Sin embargo, por el momento esos años eran todavía un lejano proyecto del tiempo. Si hubiera podido oír sus pensamientos, Robert le habría dicho que debía hablar y luchar contra todo lo que sucedía para evitar que ocurriera de nuevo, sin preocuparse por gente que ni siquiera había nacido aún.

Al fin fue Jim quien hizo la primera pregunta:

– ¿Habéis encontrado algo?

Robert meneó la cabeza.

– Hasta ahora no. La Científica está cumpliendo con las prácticas de rutina, pero por sus caras creo que no debemos esperar nada bueno. Además, tú has alterado un poco la escena, de modo que…

Atajó con un gesto de la mano las objeciones de Jim.

– No te lo estoy reprochando. Yo también me habría comportado de la misma manera. Ante todo, ¿no has visto ni observado nada extraño al llegar aquí?

Jim hizo un gesto vago.

– Nada y todo.
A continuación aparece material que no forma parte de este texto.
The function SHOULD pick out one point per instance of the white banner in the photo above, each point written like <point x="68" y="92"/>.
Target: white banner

En realidad ni siquiera he tenido tiempo.

Solo puedo decir sin la menor duda que el perro estaba aterrorizado.

Robert asimiló el dato con un movimiento afirmativo y lo repitió para sí moviendo los labios, como para memorizarlo mejor en una libreta mental.

– ¿Y por qué, en tu opinión?

Como si hubiera comprendido que hablaban de él, Silent Joe levantó el hocico y lo apoyó sobre las piernas de Jim, al tiempo que alzaba los ojos, en súplica de perdón y protección. Jim le hizo una lenta caricia en la cabeza.

– No tengo la menor idea. Solo en los tebeos de Marvel los indígenas pueden hablar con los animales.

– ¿Conocías a este perro?

– No.

– Por la manera en que se te ha pegado de repente, no se diría.

Mientras hablaban, Dave Lombardi, el médico forense, que se había quedado en el aparcamiento observando la partida de la ambulancia como si él fuera el responsable directo, se volvió y fue hacia ellos.

Jim lo conocía porque era la persona a la que había hecho cada año la visita obligada exigida a los pilotos de helicópteros para renovarles la licencia. Sabía que era un gran apasionado de los caballos y que tenía algunos en su casa, en el oeste de Flagstaff, en Camino de Los Vientos. Era alto, enjuto y se movía con seguridad. Por el aspecto físico y la vestimenta, era un perfecto ciudadano de Marlboro Country. Vestía botas, unos tejanos y una chaqueta corta de la misma tela. Probablemente lo habían llamado mientras montaba uno de sus espléndidos animales.